NEW DELHI (Reuters) - India is worried at growing signs of protectionism in the United States and will oppose such moves, and wants to close global trade talks by December, top officials said on Friday.
Concerns about protectionism are rising as the impact of the global financial crisis spreads, increasing the temptation for governments to bring in measures that will help their firms in the short-term but worsen the overall economic pain.
“We are already witnessing worrying signs of protectionism in the world’s biggest economy. We will need to argue against this trend at the international fora,” Finance Minister Pranab Mukherjee said in a speech to a labour conference.
“We will need to press for trade and aid flows to the developing countries. And, we will need to look at regional cooperation to strengthen our defences against such crises.”
Fearful of a 1930s-style resurgence of protectionism, finance officials from leading industrial powers ended crisis talks in Rome last weekend with a pledge to do all they could to combat recession without distorting free trade.
But while the G7 is hoping to build on that consensus at an April G20 summit in London, signs of rising tension are palpable in the scramble to secure jobs and stimulate flagging economies.
In particular, alarm bells are ringing over the United States’ $787-billion economic rescue plan, including billions of dollars for public building projects, with a “Buy American” clause insisting firms use U.S. steel and other U.S.-made goods.
Large job losses in key sectors such as construction, exports and manufacturing as the global economic crisis hits domestic growth have triggered calls for measures to protect Indian industry and jobs.
Drawing strong criticism from its Asian rival China, India has banned imports of Chinese toys for six months.
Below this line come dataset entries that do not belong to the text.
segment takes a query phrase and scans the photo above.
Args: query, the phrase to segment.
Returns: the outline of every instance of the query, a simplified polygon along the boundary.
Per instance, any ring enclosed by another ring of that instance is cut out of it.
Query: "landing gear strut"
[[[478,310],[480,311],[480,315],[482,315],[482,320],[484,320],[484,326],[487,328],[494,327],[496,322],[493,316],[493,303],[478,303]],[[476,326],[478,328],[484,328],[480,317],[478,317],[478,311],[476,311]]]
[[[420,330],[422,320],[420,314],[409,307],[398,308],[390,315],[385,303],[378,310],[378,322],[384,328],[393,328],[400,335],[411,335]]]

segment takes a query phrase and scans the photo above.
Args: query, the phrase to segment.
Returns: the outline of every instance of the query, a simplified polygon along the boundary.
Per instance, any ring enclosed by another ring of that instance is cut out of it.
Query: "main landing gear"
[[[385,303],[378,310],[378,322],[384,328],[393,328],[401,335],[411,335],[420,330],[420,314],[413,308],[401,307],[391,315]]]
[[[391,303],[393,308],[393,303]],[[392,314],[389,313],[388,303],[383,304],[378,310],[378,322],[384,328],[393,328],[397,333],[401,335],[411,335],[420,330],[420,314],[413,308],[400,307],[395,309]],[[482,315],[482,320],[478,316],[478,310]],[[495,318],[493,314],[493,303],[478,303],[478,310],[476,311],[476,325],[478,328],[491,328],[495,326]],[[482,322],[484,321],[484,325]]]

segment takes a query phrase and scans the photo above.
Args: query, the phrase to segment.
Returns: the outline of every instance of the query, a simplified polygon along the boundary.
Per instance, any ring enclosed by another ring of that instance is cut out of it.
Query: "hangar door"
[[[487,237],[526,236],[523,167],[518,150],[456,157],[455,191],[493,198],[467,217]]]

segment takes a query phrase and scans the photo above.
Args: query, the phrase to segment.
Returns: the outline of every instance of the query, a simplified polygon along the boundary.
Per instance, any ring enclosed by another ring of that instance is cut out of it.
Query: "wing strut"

It later said the move was taken in the interest of public safety and was compatible with World Trade Organisation rules.
And late on Thursday, Trade Secretary G.K. Pillai said the government would impose safeguard duties on Chinese aluminium imports and was probing shipments of other goods, days after China said such moves may severely damage trade ties.
Pillai said he was worried about Asian rival China dumping its surplus goods in the Indian market.
“China is a non-market economy. They have created huge capacities in their country ... Where are they going to sell their products ? They are going to dump it in India,” he said.
In a sign of its commitment to the multilateral trading system, Trade Minister Kamal Nath said on Friday countries must try and set a target to close the Doha round of global trade talks by the end of 2009.
Protectionism is not the answer to the economic crisis and would negate efforts to rescue the world economy, Nath said.
“There is a protectionist sentiment, but I think that is instinctive rather than substantive,” he said. “So we must see intensification in Geneva. We must try and set a target to close this round by the end of year.”